Je ne sais pas exactement quoi penser de ce roman. Non, ce n’est pas tout à fait vrai : en réalité, je suis déçue de ne pas l’avoir aimé comme que je l’espérais. Voilà.
D’un côté, j’ai constamment été absorbée par ma lecture qui s’est révélée parfaitement immersive. Le rapport au corps est prégnant tout au long du roman de toutes les façons possibles, ses besoins primordiaux, la sexualité, le handicap, des transformations surnaturelles, la maternité et la relation avec ses enfants… Le récit venant questionner notre rapport à la monstruosité et à la différence, j’ai apprécié le côté body horror avec lequel je ne suis pas forcément familière en littérature, l’idée de la symbiose fongique étant vraiment passionnante, et, au-delà des transformations du corps de Vern certes fascinantes, j’ai aussi trouvé son évolution très intéressante. Il y a quelque chose de viscéral dans cette histoire, où la vie, la nature, les désirs et les besoins sont montrés dans toute leur crudité, s’opposant aux considérations religieuses (croyances, existence du divin, notion de purification) du domaine qui a modelé l’enfance de Vern. Le corps se libère de la prison sectaire dans laquelle a été emprisonné son esprit ; Vern apprend peu à peu à s’accepter, à s’écouter et à sortir des préceptes coercitifs inculqués par des personnalités toxiques dans une communauté utopique pervertie.
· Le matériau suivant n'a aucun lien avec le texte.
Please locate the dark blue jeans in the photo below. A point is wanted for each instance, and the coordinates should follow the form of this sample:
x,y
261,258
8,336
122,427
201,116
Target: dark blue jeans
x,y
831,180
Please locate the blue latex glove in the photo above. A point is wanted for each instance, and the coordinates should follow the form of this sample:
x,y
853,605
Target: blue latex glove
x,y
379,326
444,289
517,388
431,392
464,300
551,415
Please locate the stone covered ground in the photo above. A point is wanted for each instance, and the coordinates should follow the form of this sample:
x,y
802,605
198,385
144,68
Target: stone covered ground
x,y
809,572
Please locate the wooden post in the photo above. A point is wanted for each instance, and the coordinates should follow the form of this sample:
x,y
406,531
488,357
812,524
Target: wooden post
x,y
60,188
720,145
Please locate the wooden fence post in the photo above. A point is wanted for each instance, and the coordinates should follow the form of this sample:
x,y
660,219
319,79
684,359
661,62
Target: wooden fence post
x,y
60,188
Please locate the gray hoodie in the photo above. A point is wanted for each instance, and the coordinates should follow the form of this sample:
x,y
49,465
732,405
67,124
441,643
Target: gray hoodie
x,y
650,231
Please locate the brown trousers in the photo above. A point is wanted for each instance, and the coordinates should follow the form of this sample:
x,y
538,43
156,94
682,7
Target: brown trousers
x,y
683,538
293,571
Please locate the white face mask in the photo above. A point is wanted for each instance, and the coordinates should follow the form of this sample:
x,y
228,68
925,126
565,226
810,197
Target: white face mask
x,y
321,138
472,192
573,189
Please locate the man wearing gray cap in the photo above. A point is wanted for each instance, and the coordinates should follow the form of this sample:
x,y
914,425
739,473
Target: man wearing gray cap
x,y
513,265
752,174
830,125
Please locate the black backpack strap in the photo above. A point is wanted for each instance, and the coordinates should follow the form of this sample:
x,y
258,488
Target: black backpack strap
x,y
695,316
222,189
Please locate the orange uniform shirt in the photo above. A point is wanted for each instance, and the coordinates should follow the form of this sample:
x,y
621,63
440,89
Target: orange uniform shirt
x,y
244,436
La facette « nature writing » m’a également séduite et j’ai adoré ces pages dans la forêt qui, si elle se révèle parfois inquiétante lorsqu’on ne sait ce qui y rôde, se révèle surtout nourricière, protectrice et source d’épanouissement et de liberté, notamment dans le développement et l’éducation des jumeaux de Vern. Ce n’est pas un rapport où l’humain vient dominer la nature, la plier à sa volonté, il y a une véritable animalité, un retour à la terre qui rejoint aussi bien la question du corps que celle des métamorphoses de l’héroïne.
De l’autre côté, je ne sais pas si je vais le garder longtemps en mémoire. Je m’attendais à un roman extrêmement dur (et la longue liste de trigger warnings dans la note précédant le roman semblait me le confirmer) et intense, une lecture qui bouscule, mais finalement, ce n’est pas ainsi que j’ai ressenti les choses. Comme s’il m’avait manqué une profondeur qui aurait fait de cette histoire une lecture susceptible de se graver dans ma mémoire et dans mon cœur. Le tout reste divertissant jusqu’au bout, mais s’essouffle tout de même, oubliant la tension et le sentiment d’urgence qui nourrissait le début du roman au profit de raccourcis et de révélations qui, manquant légèrement de cohérence ou de crédibilité, finissent par tomber un peu à plat, nuisant au discours sur la défiance envers les autorités quelles qu’elles soient et les manipulations des minorités…
Un roman qui ne manque pas d’atouts et de bonnes idées, mais qui, dans sa réalisation, manque de puissance. Rivers Solomon a peut-être voulu caser trop de choses dans son récit – même si l’écriture fluide fait que je ne l’ai pas ressenti ainsi au moment de la lecture –, ce qui dilue peut-être l’efficacité émotionnelle et l’intelligence de certaines idées.